Thursday, November 27, 2008

A little bit of OCD

Today, several of my friends were with me at my locker as I was getting ready to proceed to the library. While we were conversing, they noted me carefully folding my scarf in half, ensuring that both ends were equally just so, before swinging it around my neck and passing it through the loop (European style). They found this need to make certain that both sides were equal was most peculiar and thus commented that I had a little bit of OCD (Obsessive Compulsive Disorder).

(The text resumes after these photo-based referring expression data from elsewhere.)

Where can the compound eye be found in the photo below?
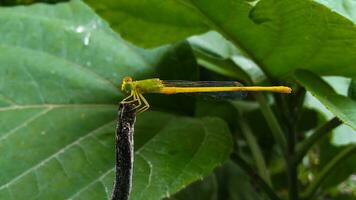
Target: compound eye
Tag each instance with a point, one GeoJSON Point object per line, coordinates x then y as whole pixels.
{"type": "Point", "coordinates": [127, 79]}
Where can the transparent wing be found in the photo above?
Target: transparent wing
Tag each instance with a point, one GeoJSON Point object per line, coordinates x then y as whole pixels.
{"type": "Point", "coordinates": [215, 95]}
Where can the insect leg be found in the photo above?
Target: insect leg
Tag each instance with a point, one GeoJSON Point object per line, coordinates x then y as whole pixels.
{"type": "Point", "coordinates": [132, 95]}
{"type": "Point", "coordinates": [136, 94]}
{"type": "Point", "coordinates": [145, 106]}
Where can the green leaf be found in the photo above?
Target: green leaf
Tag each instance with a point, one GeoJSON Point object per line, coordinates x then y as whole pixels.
{"type": "Point", "coordinates": [280, 36]}
{"type": "Point", "coordinates": [341, 106]}
{"type": "Point", "coordinates": [59, 91]}
{"type": "Point", "coordinates": [352, 89]}
{"type": "Point", "coordinates": [234, 184]}
{"type": "Point", "coordinates": [327, 152]}
{"type": "Point", "coordinates": [346, 8]}
{"type": "Point", "coordinates": [206, 189]}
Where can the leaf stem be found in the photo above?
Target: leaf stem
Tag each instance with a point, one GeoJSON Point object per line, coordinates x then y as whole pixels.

I replied, as I tend to do, that we must all have a little bit of OCD or else we would not be where we are today (that is, in medical school). Some of these friends understood and agreed but the others found this statement quite queer (and I don't mean so in a modern sense, but rather in the original meaning of the word - that is, quite strange). Now, I should stop and make clear that I did not mean this as an insult in the least (i.e. if you do not have a little bit of OCD you do not belong), but as a statement of fact - that irrespective of whether my peers recognize it or not, there is a little bit of OCD, as I define it, in all of them. Let me explain.

Obsessive Compulsive Disorder, as a pathological process, is as I perceive it, simply an obsession with perfection. OCD, in a clinical sense, is such an obsession that it overtakes your life and prevents you from going about your daily activities. A person with OCD might wash their hands until they are raw or check if the door is locked, and then recheck, and recheck a hundred times. Neither the act of hand washing nor the act of locking the door are wrong. In fact, they are good and proper procedures. It is the anal compulsivity of ensuring perfection, which overrides all other impulses, that makes it a disorder.

OCD on a mild level, then, would be a slight preoccupation with perfection. We may describe this as the "perfectionist" or the "Type-A" personality, though we almost never say this to mean that a person ought to be institutionalized or that they have some kind of significant psychiatric illness. The opposite of a Type-A personality adopts a laisse-faire style of being - letting things come and go as they were. They would not be preoccupied with marks and minutia, but would rather go about their business and let all other things fall as they may.

In order to enter into medical school, and indeed, into most other competitive fields, there must be a preoccupation with achievement that exceeds that of the ordinary person. Sure, it is key that one has the empathy and desire to aid as well. But such desire alone will not propel one to be a competent physician. Our obsession with knowing the right answer, our ability to learn and recite minute details... our tendency to read and reread, check and recheck - to not be satisfied with 70%, but requiring that 90% - has assisted in our attaining this position. (And it's only natural for such obsessiveness to spill over to other aspects of our lives in small ways)

[Edit: I do not mean to say that more easygoing persons cannot and do not achieve 90's, though in their case they would not be preoccupied with the attaining of the mark itself]

It is true that in the practice of medicine, these things will become less important. There will be greater emphasis on patient care, teamwork, and critial thinking; but these remain skills and character traits that each individual possesses. And that, my friends, I believe is a little bit of OCD.

1 comment:

sandlot said...

I'm OCD. You're OCD.

Let's scrub our hands a few times repeatedly and then hold each other.